更新日:Tuesday, 07-Mar-2023 02:35:05 JST
同調圧力(Peer Pressure)のpeerには同僚や仲間という意味がありますが、同調圧力は仲間から受ける圧力のことです。
つまり仲間内では、多数意見に合わせるように暗黙の了解を強いられることになります。
ただし、適度な同調圧力はチームワークをよくするために必要なので、必ずしも悪い面ばかりではありません。
むしろ周囲に迷惑をかけないことが仕事などのモチベーションにつながります。
ミルグラムの同調実験
アメリカの心理学者のミルグラムは数々の実験で有名ですが、その中のひとつに同調に関する実験があります。これは町中で空を見上げている人にどれだけの人が同調して空を見上げるのかという実験です。
見上げている人が少ない場合は同調する人もほとんどいませんが、5人以上が見上げていると約八割の人が同調したと言われています。
周りの人に影響されてする行動を同調行動と呼んでいますが、周囲の人が同じ行動をしているほど同調行動が起きやすいことになります。
こうした同調行動の中でも同調圧力による行動は、目に見えないプレッシャーがあるため、ストレスを感じてしまいます。
日本と同調圧力
欧米に比べて日本社会では同調圧力が強いと言われています。その理由のひとつには日本の文化に根ざしているものがあります。
聖徳太子の十七条憲法にある「和をもって尊しと為す」に示されるように、古くから日本社会では儒学や仏教の影響が大きく、人々が協調して暮らしていくことを理想としていました。
また、農耕民族である日本では古くから村社会を形成していたため、村の内部では厳しいルールが設けられ、従わなければ「村八分」として排除されることもありました。

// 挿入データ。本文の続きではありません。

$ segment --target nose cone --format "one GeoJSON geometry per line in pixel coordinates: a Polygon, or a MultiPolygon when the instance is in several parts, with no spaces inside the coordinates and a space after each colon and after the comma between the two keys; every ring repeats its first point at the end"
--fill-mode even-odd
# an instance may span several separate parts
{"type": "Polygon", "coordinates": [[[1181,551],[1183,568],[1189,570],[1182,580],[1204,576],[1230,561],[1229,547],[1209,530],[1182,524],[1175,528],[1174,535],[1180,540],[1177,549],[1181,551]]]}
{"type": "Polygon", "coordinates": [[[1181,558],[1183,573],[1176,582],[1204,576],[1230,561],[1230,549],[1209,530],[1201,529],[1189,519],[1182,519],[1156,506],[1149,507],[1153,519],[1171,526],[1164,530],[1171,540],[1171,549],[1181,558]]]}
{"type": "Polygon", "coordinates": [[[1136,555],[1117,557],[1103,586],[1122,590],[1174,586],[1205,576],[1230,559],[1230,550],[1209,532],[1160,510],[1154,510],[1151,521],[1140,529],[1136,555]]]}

こうした文化的、社会的な背景が日本で同調圧力が強くなった要因と考えられます。
同調圧力を表すことわざとして「出る杭は打たれる」がよく引き合いに出されます。
周囲に同調しない者は周囲からつまはじきにされるという意味になりますが、日本における典型的な同調圧力を表していることわざです。
学校教育の問題
日本の学校、特に小学校では生徒全員が一律であることを強制させられます。
たとえば、小学生は必ずランドセルを使って、色は男子が黒、女子は赤というように定められている学校がほとんどです。
つまり個性を認めない教育をしていると言ってもいいでしょう。
このような教育をする学校では、生徒は周囲に合わせてあまり目立たないように振る舞いますが、他の生徒が自分勝手なことをしているとその生徒をずるいと感じるようになります。

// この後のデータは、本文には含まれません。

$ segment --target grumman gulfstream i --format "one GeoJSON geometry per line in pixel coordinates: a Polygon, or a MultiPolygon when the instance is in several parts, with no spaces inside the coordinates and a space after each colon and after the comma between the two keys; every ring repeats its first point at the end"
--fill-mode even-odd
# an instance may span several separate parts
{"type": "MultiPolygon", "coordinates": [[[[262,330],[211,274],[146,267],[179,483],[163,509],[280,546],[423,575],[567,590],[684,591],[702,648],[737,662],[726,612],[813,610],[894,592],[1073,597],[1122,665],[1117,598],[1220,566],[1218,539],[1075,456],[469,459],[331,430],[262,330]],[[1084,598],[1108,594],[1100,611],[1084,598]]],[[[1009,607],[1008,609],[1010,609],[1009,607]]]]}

学校では自分も周囲に合わせて我慢しているのだから、あなたも我慢するべきだ、という考え方になってしまいます。
その結果、我慢をしない同級生を仲間はずれにすることになるのです。
我慢することを学ぶという点では優れた教育方法と言えますが、徹底しすぎると同調圧力が普通に存在する社会となります。
同調圧力の軽減
同調は自分の考えを反映させずに周囲に合わせてしまうことです。
そこで同調ではなく協調することを心がける必要があります。
協調は相手と折り合いを付けることなので、自分の意見や考え方も反映されます。
同調圧力でストレスを感じてしまうのは、自分の意見がまったく反映されないこともひとつの要因となります。
普段から安易に同調はしない、かといって自分の意見を押しつけずに折り合いを付けるようにしましょう。
たとえば、友人や同僚で食事に行くときでも自分の食べたくないものを提案されて、その流れになってしまいそうになることがあります。
そのときは、全面的に拒絶するのではなく、周囲が食べたいものと自分が食べたいものもあるファミリーレストランなどの代替案を示しましょう。
専門店の方がおいしいかもしれませんが、嫌いなものを無理矢理食べさせるよりはいいと考える人の方が多いので、妥協してくれる可能性は高いでしょう。